Stage 2: Public notice
After three to six months of missed payments, the lender records a public notice with the County Recorder’s Office, indicating the borrower has defaulted on his mortgage. In some states, this is called a Notice of Default in others, it’s a lis pendens which is Latin for “suit pending.” Depending on state law, the lender might be required to post the notice on the front door of the property. This official notice is intended to make the borrower aware he is in danger of losing all rights to the property and may be evicted from the premises.
Stage 3: Pre-foreclosure
After receiving Notice of Default from the lender, the borrower enters a grace period known as "pre-foreclosure" During this time – anywhere from 30-120 days, depending on location – the borrower can work out an arrangement with the lender via a short sale or pay the outstanding amount owed. If the borrower pays off the default during this phase, foreclosure ends and the borrower avoids home eviction and sale. If the default is not paid off, foreclosure continues.
Stage 4: Auction
If the default is not remedied by the prescribed deadline, the lender or its representative sets a date for the home to be sold at an auction (sometimes referred to as a Trustee Sale). The Notice of Trustee Sale is recorded with the County Recorder's Office with notifications delivered to the borrower, posted on the property and printed in the newspaper. Auctions can be held on the steps of the county courthouse, in the trustee’s office, at a convention center across the country, and even at the property in foreclosure.

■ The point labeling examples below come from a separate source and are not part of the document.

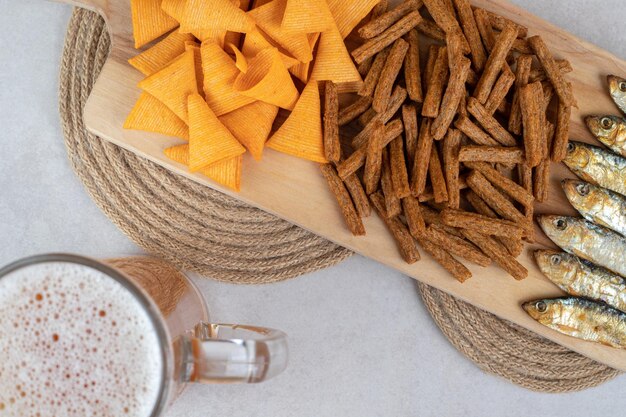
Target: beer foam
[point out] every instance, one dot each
(75, 342)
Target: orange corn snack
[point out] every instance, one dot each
(173, 84)
(226, 172)
(220, 73)
(209, 140)
(215, 14)
(256, 41)
(251, 125)
(153, 59)
(269, 18)
(333, 62)
(151, 115)
(306, 16)
(301, 134)
(348, 13)
(149, 21)
(268, 80)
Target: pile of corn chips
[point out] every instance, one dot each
(222, 69)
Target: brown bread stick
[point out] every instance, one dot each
(409, 119)
(392, 202)
(343, 198)
(437, 179)
(371, 79)
(451, 148)
(508, 186)
(456, 246)
(422, 158)
(373, 161)
(354, 110)
(495, 61)
(475, 133)
(399, 175)
(434, 89)
(380, 42)
(498, 202)
(497, 154)
(451, 98)
(391, 69)
(412, 75)
(531, 103)
(381, 23)
(497, 253)
(361, 202)
(404, 241)
(489, 123)
(466, 220)
(332, 146)
(500, 90)
(522, 73)
(468, 24)
(552, 70)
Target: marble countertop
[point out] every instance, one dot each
(362, 344)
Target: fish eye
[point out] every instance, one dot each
(606, 123)
(561, 224)
(541, 306)
(583, 189)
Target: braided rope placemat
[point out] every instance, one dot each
(202, 230)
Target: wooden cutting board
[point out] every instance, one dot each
(294, 190)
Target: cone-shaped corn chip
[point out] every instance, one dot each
(333, 62)
(307, 16)
(301, 134)
(226, 172)
(149, 21)
(215, 14)
(220, 73)
(172, 84)
(348, 13)
(268, 80)
(251, 125)
(302, 70)
(209, 140)
(269, 19)
(256, 41)
(151, 115)
(151, 60)
(240, 60)
(197, 59)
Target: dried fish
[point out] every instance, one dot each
(586, 240)
(582, 278)
(610, 130)
(580, 318)
(597, 166)
(597, 204)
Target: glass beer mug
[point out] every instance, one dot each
(120, 337)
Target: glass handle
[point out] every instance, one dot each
(226, 353)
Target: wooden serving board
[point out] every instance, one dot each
(294, 189)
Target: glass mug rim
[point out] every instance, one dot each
(144, 300)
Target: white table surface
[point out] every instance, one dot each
(361, 342)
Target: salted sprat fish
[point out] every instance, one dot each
(610, 130)
(617, 88)
(597, 166)
(597, 204)
(581, 278)
(587, 240)
(580, 318)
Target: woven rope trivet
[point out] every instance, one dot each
(202, 230)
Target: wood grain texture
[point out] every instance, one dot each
(303, 198)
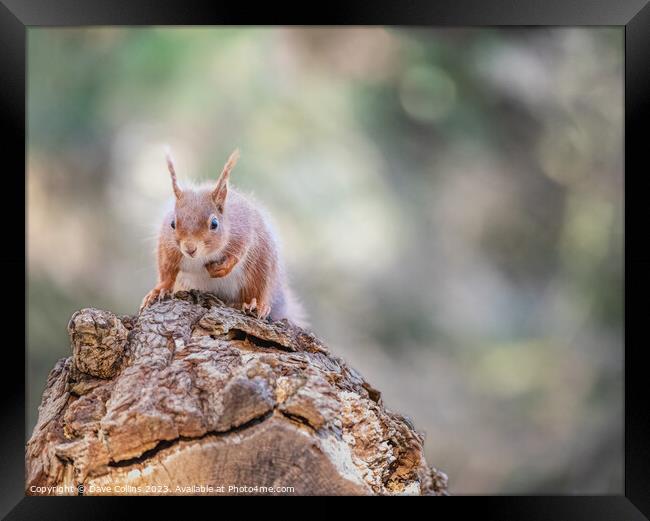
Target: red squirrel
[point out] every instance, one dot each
(220, 241)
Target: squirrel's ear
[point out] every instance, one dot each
(221, 190)
(172, 171)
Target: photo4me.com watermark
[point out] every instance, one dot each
(80, 490)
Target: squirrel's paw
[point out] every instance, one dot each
(155, 295)
(217, 269)
(259, 309)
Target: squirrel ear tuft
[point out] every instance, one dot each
(221, 190)
(172, 171)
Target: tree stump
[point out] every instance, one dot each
(192, 397)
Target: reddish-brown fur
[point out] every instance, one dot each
(243, 242)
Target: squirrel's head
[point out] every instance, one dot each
(200, 223)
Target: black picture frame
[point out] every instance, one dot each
(17, 15)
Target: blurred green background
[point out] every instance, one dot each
(450, 205)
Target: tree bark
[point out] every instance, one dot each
(192, 397)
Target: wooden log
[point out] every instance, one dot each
(192, 397)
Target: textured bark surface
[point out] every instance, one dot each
(191, 397)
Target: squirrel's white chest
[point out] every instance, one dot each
(193, 275)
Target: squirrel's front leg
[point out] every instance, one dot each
(169, 262)
(221, 267)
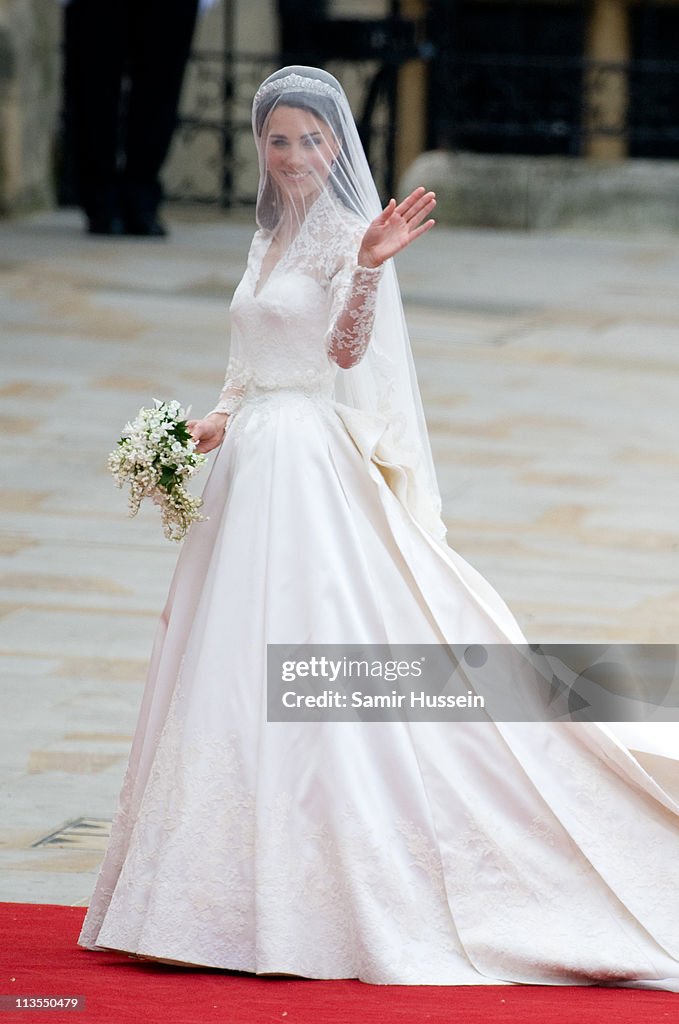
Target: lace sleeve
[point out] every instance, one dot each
(352, 312)
(235, 387)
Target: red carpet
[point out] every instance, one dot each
(39, 956)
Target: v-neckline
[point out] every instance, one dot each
(260, 285)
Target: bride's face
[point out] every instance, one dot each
(299, 152)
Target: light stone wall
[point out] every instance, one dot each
(29, 102)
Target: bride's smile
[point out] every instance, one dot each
(300, 150)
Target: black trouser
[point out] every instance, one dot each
(120, 140)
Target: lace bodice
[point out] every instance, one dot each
(313, 311)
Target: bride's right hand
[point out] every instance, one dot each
(209, 432)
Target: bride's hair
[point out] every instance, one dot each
(340, 177)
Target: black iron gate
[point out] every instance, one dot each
(214, 131)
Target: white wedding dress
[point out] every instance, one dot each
(397, 853)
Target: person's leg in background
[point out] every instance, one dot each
(161, 33)
(95, 48)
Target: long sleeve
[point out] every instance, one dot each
(353, 302)
(235, 387)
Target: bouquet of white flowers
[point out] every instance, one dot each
(156, 455)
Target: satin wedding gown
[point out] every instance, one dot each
(391, 852)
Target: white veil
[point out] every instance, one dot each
(383, 385)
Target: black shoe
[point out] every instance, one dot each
(104, 225)
(147, 226)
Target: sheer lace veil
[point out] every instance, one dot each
(311, 159)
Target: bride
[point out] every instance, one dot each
(393, 852)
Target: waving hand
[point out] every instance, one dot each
(396, 226)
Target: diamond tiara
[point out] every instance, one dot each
(295, 82)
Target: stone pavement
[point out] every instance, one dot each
(549, 367)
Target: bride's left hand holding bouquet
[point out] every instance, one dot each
(156, 455)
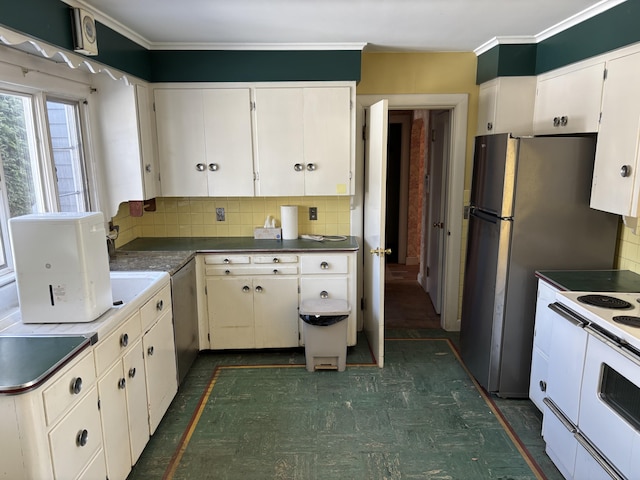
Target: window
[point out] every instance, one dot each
(34, 178)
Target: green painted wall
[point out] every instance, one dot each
(51, 23)
(612, 29)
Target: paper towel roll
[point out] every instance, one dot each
(289, 221)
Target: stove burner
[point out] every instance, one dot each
(627, 320)
(604, 301)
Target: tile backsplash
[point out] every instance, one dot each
(200, 217)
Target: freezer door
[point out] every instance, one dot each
(494, 169)
(484, 297)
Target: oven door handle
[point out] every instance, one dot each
(623, 350)
(613, 473)
(567, 314)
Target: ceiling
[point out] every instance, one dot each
(384, 25)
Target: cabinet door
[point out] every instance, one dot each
(230, 309)
(228, 142)
(327, 140)
(279, 141)
(275, 305)
(181, 145)
(136, 393)
(569, 102)
(113, 410)
(160, 368)
(618, 139)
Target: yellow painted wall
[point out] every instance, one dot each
(196, 217)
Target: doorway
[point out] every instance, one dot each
(457, 104)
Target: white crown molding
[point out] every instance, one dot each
(580, 17)
(257, 46)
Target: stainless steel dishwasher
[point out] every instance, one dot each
(185, 317)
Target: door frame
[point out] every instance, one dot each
(459, 106)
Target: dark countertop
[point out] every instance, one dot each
(233, 244)
(592, 280)
(28, 361)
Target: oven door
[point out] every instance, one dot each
(610, 403)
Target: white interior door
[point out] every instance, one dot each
(439, 154)
(374, 225)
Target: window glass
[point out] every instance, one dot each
(66, 149)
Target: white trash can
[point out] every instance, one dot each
(325, 333)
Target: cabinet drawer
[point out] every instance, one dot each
(226, 259)
(273, 269)
(77, 438)
(111, 348)
(275, 259)
(154, 308)
(60, 395)
(324, 264)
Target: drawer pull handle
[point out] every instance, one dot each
(82, 438)
(76, 385)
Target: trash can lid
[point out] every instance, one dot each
(324, 306)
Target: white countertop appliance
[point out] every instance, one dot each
(62, 267)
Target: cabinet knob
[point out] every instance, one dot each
(76, 385)
(625, 171)
(82, 438)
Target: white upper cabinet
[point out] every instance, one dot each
(568, 100)
(204, 142)
(124, 142)
(304, 141)
(505, 105)
(616, 185)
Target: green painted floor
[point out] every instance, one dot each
(421, 417)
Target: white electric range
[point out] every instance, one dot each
(592, 408)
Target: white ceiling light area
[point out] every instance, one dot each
(383, 25)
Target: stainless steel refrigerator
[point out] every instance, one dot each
(529, 211)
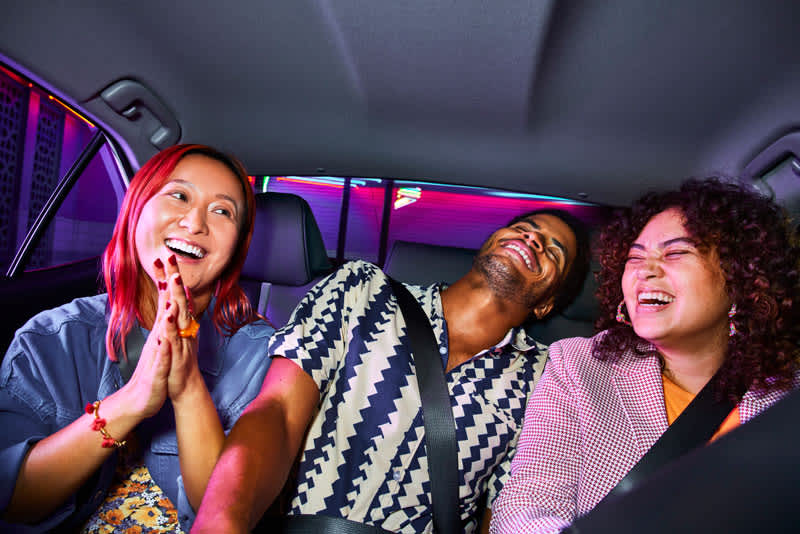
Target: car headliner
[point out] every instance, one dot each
(589, 100)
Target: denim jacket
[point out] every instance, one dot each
(57, 363)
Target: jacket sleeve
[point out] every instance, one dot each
(540, 496)
(23, 426)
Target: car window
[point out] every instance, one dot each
(40, 139)
(417, 211)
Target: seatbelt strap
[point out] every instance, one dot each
(437, 415)
(693, 427)
(316, 524)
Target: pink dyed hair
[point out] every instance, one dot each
(124, 277)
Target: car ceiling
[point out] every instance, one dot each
(596, 100)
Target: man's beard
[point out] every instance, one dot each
(505, 281)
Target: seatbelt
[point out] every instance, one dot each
(694, 427)
(440, 429)
(440, 437)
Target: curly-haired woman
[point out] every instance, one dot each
(696, 283)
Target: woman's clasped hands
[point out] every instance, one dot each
(167, 366)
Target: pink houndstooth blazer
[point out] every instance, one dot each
(586, 425)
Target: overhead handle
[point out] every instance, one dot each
(133, 101)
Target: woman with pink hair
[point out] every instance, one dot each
(114, 407)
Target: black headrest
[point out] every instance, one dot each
(287, 246)
(420, 263)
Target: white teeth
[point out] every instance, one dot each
(185, 247)
(659, 297)
(523, 253)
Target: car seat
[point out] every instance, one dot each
(287, 256)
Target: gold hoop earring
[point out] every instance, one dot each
(621, 315)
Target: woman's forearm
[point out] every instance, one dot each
(200, 438)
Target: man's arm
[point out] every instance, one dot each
(259, 451)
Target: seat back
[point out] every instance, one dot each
(287, 256)
(421, 263)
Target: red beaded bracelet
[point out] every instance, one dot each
(99, 424)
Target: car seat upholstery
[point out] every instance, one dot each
(419, 263)
(287, 256)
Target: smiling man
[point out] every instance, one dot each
(342, 388)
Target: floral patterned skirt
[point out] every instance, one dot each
(134, 505)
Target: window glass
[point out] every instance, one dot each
(421, 212)
(461, 216)
(40, 139)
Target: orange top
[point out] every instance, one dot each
(676, 399)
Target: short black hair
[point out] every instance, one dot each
(573, 282)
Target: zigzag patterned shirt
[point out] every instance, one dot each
(364, 457)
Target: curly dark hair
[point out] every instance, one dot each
(760, 258)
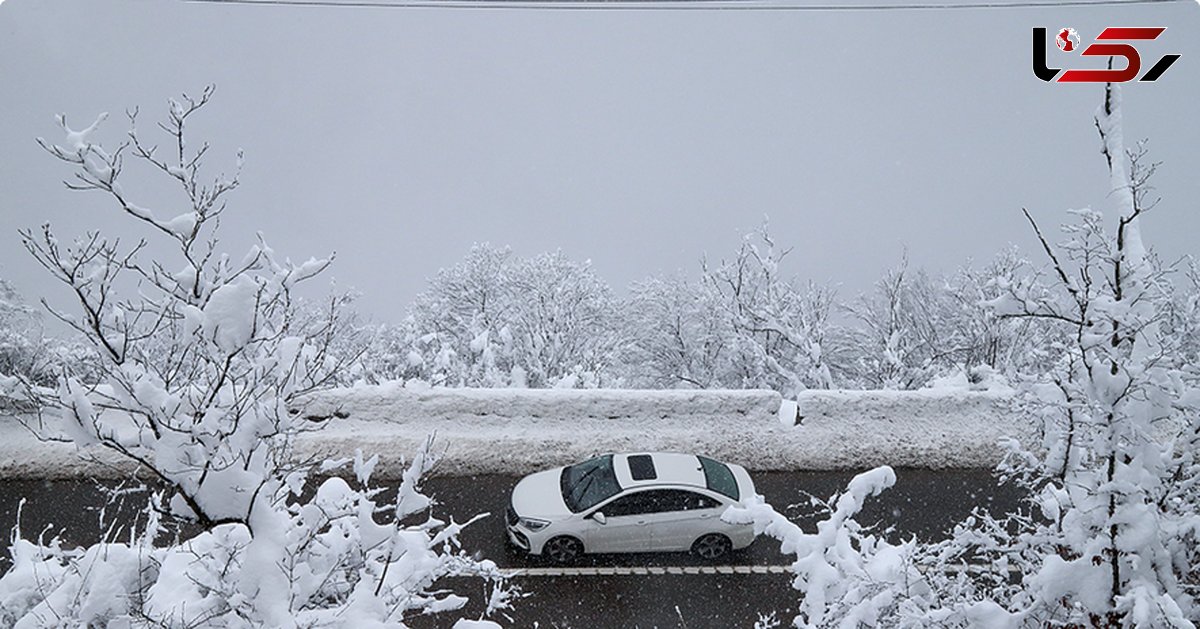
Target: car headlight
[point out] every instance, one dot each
(533, 523)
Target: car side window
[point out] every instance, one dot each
(685, 501)
(658, 501)
(630, 504)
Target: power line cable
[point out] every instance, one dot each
(677, 5)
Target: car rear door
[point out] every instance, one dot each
(682, 517)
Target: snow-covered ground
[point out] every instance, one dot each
(522, 430)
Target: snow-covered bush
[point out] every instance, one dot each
(1110, 535)
(205, 361)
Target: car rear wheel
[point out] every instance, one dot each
(563, 549)
(712, 546)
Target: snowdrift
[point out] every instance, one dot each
(516, 431)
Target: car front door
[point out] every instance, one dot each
(625, 525)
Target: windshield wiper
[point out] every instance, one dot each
(587, 475)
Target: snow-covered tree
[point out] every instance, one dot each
(676, 335)
(915, 327)
(1111, 532)
(780, 327)
(207, 359)
(1115, 478)
(496, 319)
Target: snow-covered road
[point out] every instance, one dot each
(642, 588)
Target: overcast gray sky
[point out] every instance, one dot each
(637, 139)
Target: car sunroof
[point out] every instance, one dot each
(641, 467)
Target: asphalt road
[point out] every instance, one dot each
(617, 591)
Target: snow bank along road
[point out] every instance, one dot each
(511, 431)
(622, 591)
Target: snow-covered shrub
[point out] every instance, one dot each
(205, 361)
(1110, 535)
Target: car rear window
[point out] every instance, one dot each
(641, 467)
(719, 478)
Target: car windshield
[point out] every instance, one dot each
(719, 477)
(587, 484)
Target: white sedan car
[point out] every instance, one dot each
(630, 503)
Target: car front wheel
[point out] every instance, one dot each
(712, 546)
(563, 549)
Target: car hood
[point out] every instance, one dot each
(540, 496)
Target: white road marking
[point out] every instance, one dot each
(643, 570)
(621, 570)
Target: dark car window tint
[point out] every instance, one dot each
(684, 501)
(589, 483)
(641, 467)
(633, 504)
(719, 478)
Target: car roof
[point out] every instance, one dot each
(670, 468)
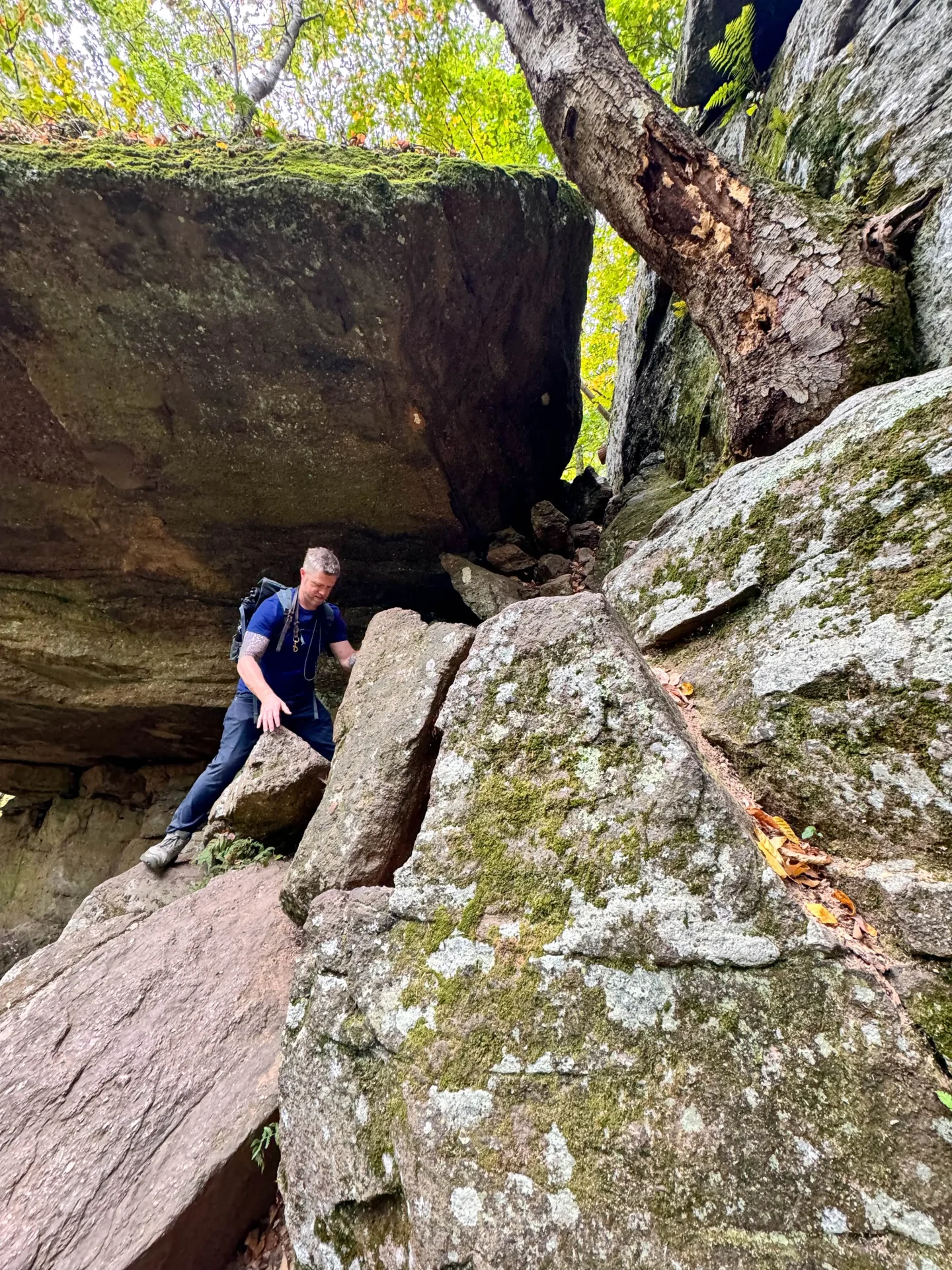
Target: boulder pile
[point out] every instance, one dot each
(555, 556)
(556, 999)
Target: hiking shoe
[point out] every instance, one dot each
(167, 851)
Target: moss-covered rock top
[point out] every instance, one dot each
(219, 164)
(218, 355)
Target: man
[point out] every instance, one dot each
(277, 665)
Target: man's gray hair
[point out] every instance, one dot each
(321, 560)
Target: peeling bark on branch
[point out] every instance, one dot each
(796, 312)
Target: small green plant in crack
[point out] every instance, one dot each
(226, 851)
(270, 1133)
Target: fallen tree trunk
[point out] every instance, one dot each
(801, 309)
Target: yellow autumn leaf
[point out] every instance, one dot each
(771, 854)
(785, 829)
(823, 915)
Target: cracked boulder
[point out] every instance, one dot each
(216, 357)
(386, 745)
(809, 600)
(139, 1058)
(276, 793)
(586, 1027)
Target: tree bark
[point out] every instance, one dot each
(799, 316)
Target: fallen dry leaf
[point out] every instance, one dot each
(770, 853)
(793, 869)
(807, 857)
(823, 915)
(775, 822)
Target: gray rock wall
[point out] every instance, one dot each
(858, 110)
(67, 831)
(809, 600)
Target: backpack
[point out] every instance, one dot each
(263, 589)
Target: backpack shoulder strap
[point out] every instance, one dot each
(288, 599)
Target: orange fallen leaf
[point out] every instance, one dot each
(770, 854)
(793, 869)
(823, 915)
(808, 857)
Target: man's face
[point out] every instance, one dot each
(315, 588)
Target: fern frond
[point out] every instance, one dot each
(734, 58)
(728, 95)
(734, 55)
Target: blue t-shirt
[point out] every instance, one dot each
(286, 672)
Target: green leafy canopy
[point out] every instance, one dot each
(430, 73)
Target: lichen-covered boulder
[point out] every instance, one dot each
(386, 746)
(276, 793)
(910, 904)
(139, 892)
(809, 600)
(587, 1028)
(216, 357)
(139, 1060)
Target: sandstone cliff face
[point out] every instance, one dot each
(66, 831)
(212, 360)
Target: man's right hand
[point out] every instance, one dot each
(270, 716)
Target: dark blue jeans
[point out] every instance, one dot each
(238, 741)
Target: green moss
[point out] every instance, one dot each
(260, 164)
(358, 1231)
(678, 570)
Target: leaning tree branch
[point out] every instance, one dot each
(783, 294)
(264, 81)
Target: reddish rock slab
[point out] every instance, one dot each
(138, 1061)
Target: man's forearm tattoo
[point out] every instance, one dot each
(254, 646)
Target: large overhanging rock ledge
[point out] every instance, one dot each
(214, 359)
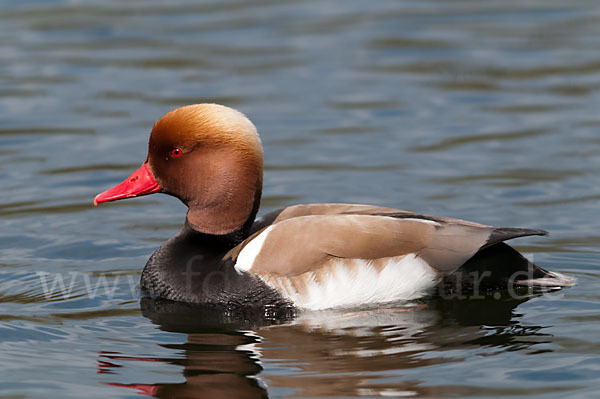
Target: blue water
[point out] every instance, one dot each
(486, 111)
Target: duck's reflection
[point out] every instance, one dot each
(333, 353)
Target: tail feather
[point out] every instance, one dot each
(499, 267)
(506, 233)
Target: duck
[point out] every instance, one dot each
(304, 256)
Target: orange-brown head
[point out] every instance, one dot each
(210, 157)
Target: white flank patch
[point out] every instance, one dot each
(353, 282)
(248, 254)
(426, 221)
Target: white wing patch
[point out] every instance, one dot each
(353, 282)
(248, 254)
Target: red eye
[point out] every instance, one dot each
(176, 152)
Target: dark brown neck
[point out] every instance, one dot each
(218, 221)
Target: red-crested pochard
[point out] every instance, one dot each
(311, 256)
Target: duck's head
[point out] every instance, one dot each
(210, 157)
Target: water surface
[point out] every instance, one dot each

In many states, the borrower has the "right of redemption"(he can come up with the outstanding cash and stop the foreclosure process) up to the moment the home will be auctioned off.
At the auction, the home is sold to the highest bidder for cash payment. Because the pool of buyers who can afford to pay cash on the spot for a house is limited, many lenders make an agreement with the borrower (called a “deed in lieu of foreclosure”) to take the property back. Or, the bank buys it back at the auction.
Stage 5: Post-Foreclosure
If a third party does not purchase the property at the foreclosure auction, the lender takes ownership of it and it becomes what is known as a Bank Owned or REO.
Bank-owned properties are sold in one of two ways. Most often, they are listed with an agent for sale on the open market. Also, some lenders prefer to sell their bank-owned properties at a liquidation auction, often held in auction houses or at convention centers.